La segunda noticia terapéutica es que la Delegación del Gobierno en Madrid ha sido condenada por vulnerar los derechos fundamentales de un manifestante. La primera, en la frente, que diría Cristina Cifuentes a sus esbirros de las UIP. En octubre de 2012 la delegada sancionó con 300 euros por desobediencia a una persona que participó en una protesta en Sol. Como sus agentes tienen por norma o costumbre no identificarse, a pesar de que tienen la obligación de hacerlo y de que, reiteradamente, se les ha exigido, sin éxito, que lo hicieran, por una vez les ha salido el tiro por la culata: al desconocerse qué agentes dieron esa orden, el juez anula la sanción “por vulnerar el derecho fundamental a la presunción de inocencia” y condena a la delegación de Cifuentes a asumir las costas del proceso.
Condenada por chulería, se puede decir. Porque lo que se ha vivido una y otra vez en las protestas en Madrid es un abuso de autoridad y de fuerza por parte de sus secuaces, que se han negado sistemáticamente a identificarse pero han recurrido con frecuencia a las identificaciones indiscriminadas. Y no solo en las protestas: recordemos que, también en octubre de 2012, varios periodistas denunciaron que la policía les pidió la identificación y los filió, es decir, apuntó en una lista sus datos personales, cuando cubrían ante la Audiencia Nacional la declaración de imputados y la posterior decisión del juez Pedraz de archivar la causa contra el 25-S.

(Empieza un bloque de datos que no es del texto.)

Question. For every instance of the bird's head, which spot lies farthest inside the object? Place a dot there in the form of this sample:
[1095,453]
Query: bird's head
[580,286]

Se nos puso entonces muy mal cuerpo social: los de Cristina Cifuentes en relación a la libertad de prensa eran métodos que no se ajustaban a un régimen democrático. Daban, directamente, ganas de vomitar. Así que esta sentencia, que ha celebrado la comisión legal de la Acampada Sol, a la espera de que sea la primera de otras similares y recordando que “desde hace dos años se ha sancionado a 1.000 personas por ejercer sus derechos”, era, como la celda de Bárcenas, una necesidad terapéutica para la sociedad española y para el maltratado cuerpo de la democracia.